Since Falcon entered storage last year a whole new heritage train has arrived on the BGLR, so at the weekend Falcon hauled the heritage train for the first time ever. The flagship loco is running well, Jam will leave the layout to go into storage in a few days. Ballasting of the tramway line has continued, the clear glue seems to work quite well.

Tuesday 3 March 2020

Golden Age (24) : The Pale Horse

"The Pale Horse" by Agatha Christie is not what at first it seems. The heavy feel of the occult and witchcraft early on is a bit of a red herring as this is actually a very fine murder mystery with some great twists (as you might expect).

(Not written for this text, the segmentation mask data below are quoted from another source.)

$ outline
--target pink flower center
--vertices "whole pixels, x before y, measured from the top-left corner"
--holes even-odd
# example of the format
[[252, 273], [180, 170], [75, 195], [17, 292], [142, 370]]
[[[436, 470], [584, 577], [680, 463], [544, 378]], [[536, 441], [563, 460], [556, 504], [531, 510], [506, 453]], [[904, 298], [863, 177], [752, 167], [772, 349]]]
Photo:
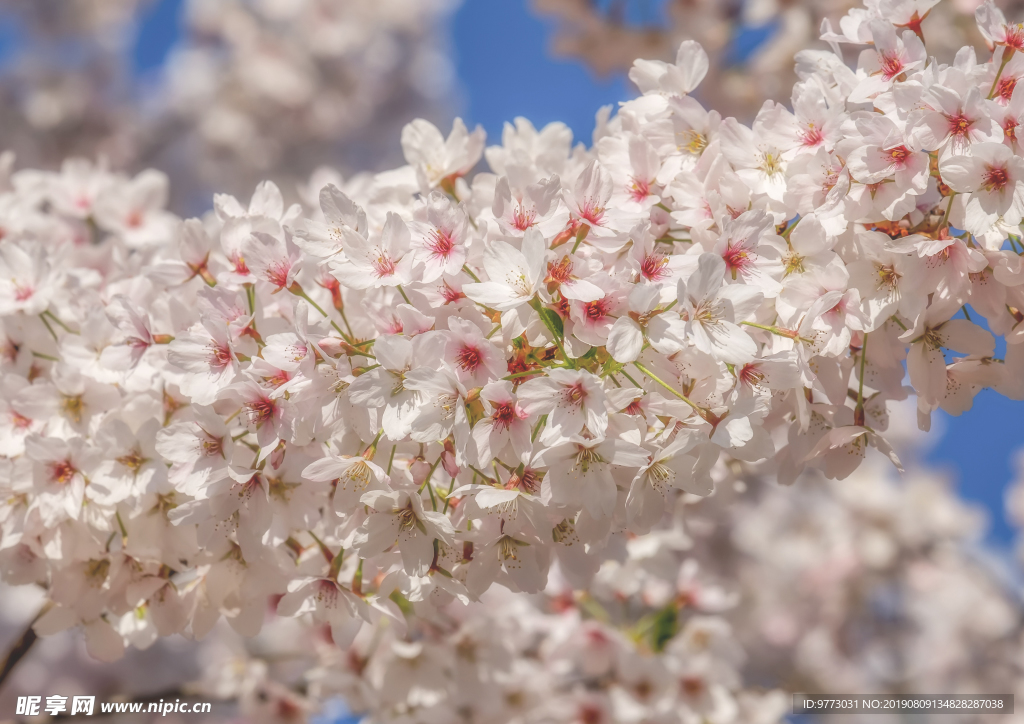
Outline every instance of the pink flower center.
[[36, 290], [30, 286], [21, 286], [20, 284], [14, 285], [14, 298], [19, 302], [24, 302], [27, 299], [31, 299], [32, 295], [36, 293]]
[[570, 405], [579, 406], [583, 404], [583, 400], [587, 397], [587, 391], [583, 389], [583, 383], [577, 382], [574, 385], [570, 385], [562, 390], [562, 400], [568, 402]]
[[999, 85], [996, 86], [996, 99], [1005, 102], [1010, 100], [1010, 96], [1013, 95], [1013, 89], [1017, 87], [1017, 79], [1014, 77], [1001, 78]]
[[267, 281], [275, 287], [288, 286], [288, 273], [292, 270], [291, 262], [282, 259], [271, 263], [267, 267]]
[[261, 397], [258, 400], [247, 402], [245, 410], [249, 413], [249, 420], [258, 426], [274, 416], [274, 407], [275, 403], [273, 400]]
[[430, 232], [430, 241], [427, 242], [434, 258], [447, 259], [455, 248], [455, 240], [452, 239], [451, 231], [446, 229], [434, 229]]
[[726, 269], [733, 273], [734, 279], [736, 278], [736, 272], [744, 271], [754, 264], [750, 251], [744, 246], [732, 246], [730, 244], [725, 253], [722, 254], [722, 259], [725, 261]]
[[611, 306], [607, 297], [598, 299], [596, 302], [587, 302], [583, 305], [583, 314], [591, 322], [600, 322], [608, 316], [608, 308]]
[[1003, 135], [1009, 138], [1011, 141], [1017, 140], [1017, 126], [1019, 124], [1012, 118], [1006, 119], [1006, 125], [1003, 126]]
[[66, 485], [71, 482], [71, 478], [75, 477], [75, 466], [71, 464], [69, 460], [60, 460], [57, 462], [50, 463], [50, 478], [55, 483]]
[[374, 259], [372, 264], [378, 279], [393, 276], [395, 273], [395, 262], [387, 252], [381, 252], [381, 255]]
[[32, 424], [32, 421], [24, 415], [19, 415], [17, 412], [11, 411], [11, 424], [19, 430], [24, 430]]
[[494, 406], [494, 414], [491, 415], [494, 427], [499, 430], [507, 430], [512, 426], [512, 421], [515, 419], [516, 410], [511, 402], [500, 402]]
[[629, 196], [634, 201], [640, 202], [651, 195], [651, 184], [649, 181], [633, 178], [633, 183], [627, 188]]
[[537, 211], [535, 209], [527, 211], [520, 204], [516, 206], [516, 210], [512, 214], [512, 226], [518, 231], [526, 231], [534, 225], [536, 218]]
[[545, 281], [552, 284], [565, 284], [572, 279], [572, 260], [563, 256], [557, 264], [548, 264], [548, 277]]
[[540, 480], [537, 478], [537, 472], [530, 468], [526, 468], [526, 470], [523, 471], [522, 476], [512, 473], [508, 482], [505, 483], [505, 490], [523, 490], [527, 493], [535, 494], [540, 490]]
[[210, 354], [206, 361], [209, 362], [211, 368], [222, 370], [231, 364], [231, 350], [226, 346], [211, 344], [209, 350]]
[[384, 331], [387, 334], [401, 334], [404, 329], [405, 325], [402, 323], [402, 320], [400, 318], [391, 317], [391, 321], [388, 322], [387, 329], [385, 329]]
[[1006, 25], [1006, 44], [1014, 50], [1024, 50], [1024, 25]]
[[743, 365], [743, 368], [737, 376], [739, 377], [740, 382], [748, 387], [757, 387], [764, 381], [764, 373], [761, 372], [756, 364]]
[[286, 382], [290, 382], [292, 376], [285, 370], [277, 370], [272, 375], [264, 377], [263, 379], [265, 379], [267, 381], [267, 384], [271, 385], [272, 387], [280, 387]]
[[1010, 181], [1006, 167], [989, 166], [985, 169], [983, 186], [986, 191], [1002, 191]]
[[458, 300], [460, 300], [460, 299], [462, 299], [463, 297], [466, 296], [462, 292], [460, 292], [457, 289], [455, 289], [454, 287], [452, 287], [448, 282], [445, 282], [444, 284], [442, 284], [438, 288], [438, 291], [441, 293], [441, 297], [444, 299], [444, 303], [445, 304], [451, 304], [452, 302], [457, 302]]
[[808, 148], [820, 146], [825, 142], [825, 134], [813, 123], [808, 124], [807, 128], [800, 135], [802, 136], [800, 142]]
[[594, 199], [587, 199], [580, 206], [580, 218], [592, 226], [600, 226], [604, 216], [604, 207], [598, 206]]
[[897, 146], [896, 148], [890, 148], [885, 153], [889, 157], [889, 163], [894, 168], [903, 168], [907, 165], [912, 151], [906, 146]]
[[898, 53], [886, 53], [882, 56], [882, 77], [892, 80], [903, 72], [903, 58]]
[[245, 257], [241, 254], [235, 254], [231, 257], [231, 263], [235, 265], [236, 274], [248, 274], [249, 267], [245, 264]]
[[651, 282], [664, 279], [668, 274], [665, 269], [667, 265], [667, 257], [658, 254], [645, 254], [644, 260], [640, 262], [640, 276]]
[[971, 126], [974, 124], [970, 118], [964, 116], [964, 114], [957, 113], [955, 116], [946, 116], [949, 121], [949, 135], [953, 136], [954, 139], [964, 139], [967, 136], [968, 131], [971, 130]]
[[467, 372], [476, 372], [477, 368], [483, 363], [483, 360], [484, 356], [480, 353], [480, 350], [469, 345], [460, 349], [459, 353], [455, 355], [455, 364]]
[[199, 443], [199, 447], [203, 451], [203, 455], [207, 457], [217, 457], [223, 454], [224, 441], [219, 437], [214, 437], [210, 433], [203, 430], [203, 441]]
[[129, 229], [138, 229], [142, 226], [142, 212], [138, 209], [132, 209], [124, 220], [124, 225]]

A strange coven of witches in the shires appears to be causing the deaths of people. A list of those who have died or are soon to die ends up in the hands of a keen amateur detective Mark who seeks out the witches and tries to find out exactly what is going on with the help of plucky Ginger. The police are also investigating of course and are actually one step ahead...

The book has a perfect feel for post-war Britain on the 1950s and early 1960s before the big changes that befell... well everything.

Sunday 1 March 2020

Bow Brickhill

A number of the stations on the Marston Vale line between Bletchley and Bedford have intriguing names like Aspley Guise and Kempston Hardwick. One thing i would love to do one day would be to write a 1920s set detective story where the main characters are named after stations on the line. Aspley Guise would probably be the keen amateur detective.

As for Bow Brickhill well I suspect he would be the police inspector, a solid if unimaginative middle aged man whom Aspley loves to torment. Well anyway I went to Bow Brickhill yesterday (i believe my first ever train trip on February 29th) and it is a fine little village on the outskirts of Milton Keynes. I walked up to the church, the path was very steep but it was worth it for the church was fine and the view too. Red Bull Racing have their factory and base in Bow Brickhill too. You can see my photos here.